The ‘information gap’ trope has become so prevalent in television lately that it’s started to feel like a gimmick: it’s the body in the sea at the start of White Lotus; flashing back to happy, healthy guests arriving at the hotel; it’s Benedict Cumberbatch in Eric telling a press conference he misses his son, flashing back to the family happily together. It’s rare to see a thriller right now that doesn’t start with some intriguing glimpse of horror, and then rewinds back to a rose-tinted before time, in an attempt to make us puzzle at how the two could possibly connect. I sometimes wonder if these stories would even be interesting, if they didn’t exploit this chronological trick.
Because that’s what an information gap is: it’s a trick. And a trick is all very well to keep an audience tuning back in every Friday - but you shouldn’t have to hoodwink someone into liking you.
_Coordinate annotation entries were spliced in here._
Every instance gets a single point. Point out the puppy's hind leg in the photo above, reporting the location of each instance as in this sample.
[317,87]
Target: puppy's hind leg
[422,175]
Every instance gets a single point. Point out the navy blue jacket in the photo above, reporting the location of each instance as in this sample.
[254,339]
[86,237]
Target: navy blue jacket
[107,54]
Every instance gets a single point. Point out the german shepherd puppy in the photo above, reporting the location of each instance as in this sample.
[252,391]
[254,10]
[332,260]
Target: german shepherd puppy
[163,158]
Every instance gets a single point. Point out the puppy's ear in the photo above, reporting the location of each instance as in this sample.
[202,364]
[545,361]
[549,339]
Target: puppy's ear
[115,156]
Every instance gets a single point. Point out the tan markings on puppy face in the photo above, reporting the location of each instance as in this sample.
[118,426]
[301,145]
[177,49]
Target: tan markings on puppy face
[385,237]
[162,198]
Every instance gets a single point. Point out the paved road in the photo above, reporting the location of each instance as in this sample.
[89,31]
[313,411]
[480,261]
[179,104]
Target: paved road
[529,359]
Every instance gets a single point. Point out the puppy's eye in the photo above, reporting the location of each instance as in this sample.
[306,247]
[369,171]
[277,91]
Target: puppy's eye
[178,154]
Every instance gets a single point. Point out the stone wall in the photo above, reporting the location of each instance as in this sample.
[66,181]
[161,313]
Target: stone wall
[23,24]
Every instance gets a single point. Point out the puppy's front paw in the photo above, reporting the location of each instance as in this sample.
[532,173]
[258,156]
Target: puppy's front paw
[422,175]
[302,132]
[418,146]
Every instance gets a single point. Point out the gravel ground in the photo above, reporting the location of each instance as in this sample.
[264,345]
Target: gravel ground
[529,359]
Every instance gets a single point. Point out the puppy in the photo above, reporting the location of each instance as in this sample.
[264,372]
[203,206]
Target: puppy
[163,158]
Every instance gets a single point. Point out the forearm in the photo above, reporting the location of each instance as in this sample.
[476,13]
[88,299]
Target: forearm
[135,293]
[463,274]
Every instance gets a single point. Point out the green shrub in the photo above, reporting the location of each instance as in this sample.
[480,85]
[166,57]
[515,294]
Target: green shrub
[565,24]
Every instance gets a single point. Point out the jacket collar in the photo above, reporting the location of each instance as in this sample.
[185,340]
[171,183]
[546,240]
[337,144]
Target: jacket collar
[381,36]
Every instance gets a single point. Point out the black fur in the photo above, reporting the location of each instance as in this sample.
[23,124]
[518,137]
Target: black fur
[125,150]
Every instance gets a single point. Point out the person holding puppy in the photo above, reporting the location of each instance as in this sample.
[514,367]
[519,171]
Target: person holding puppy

When you think about it, it’s kind of embarrassing. In future, if you are in danger of losing your sanity again, I’d encourage you to imagine these game-playing men as cut-price entertainers, frantically dropping smoke bombs and flourishing little capes around, to try and conceal the fact that there’s not much there. If ever an image was going to give you the ick, it’s that one.
Nowadays I feel sympathy for men (and women, also capable of this behaviour) who play hard to get. On some deep level, don’t you think they fear they are not interesting enough in their own right to hold your attention? Because actually interesting people do not have to be mysterious. They can show you their whole hand, and still dazzle.
It can be hard at first to integrate this truth into your consciousness. And hey, it can also be perversely fun to go off the rails, so if you want to carry on dating hot and cold men, I wouldn’t judge you for it. But as you enter your new (bafflingly straightforward) era of Hinge dating, try to remember that at heart, every human is an information gap; a delicious mystery waiting to be solved. And the most fascinating of all will not need to play games - they will hold your attention, all by themselves. Promise.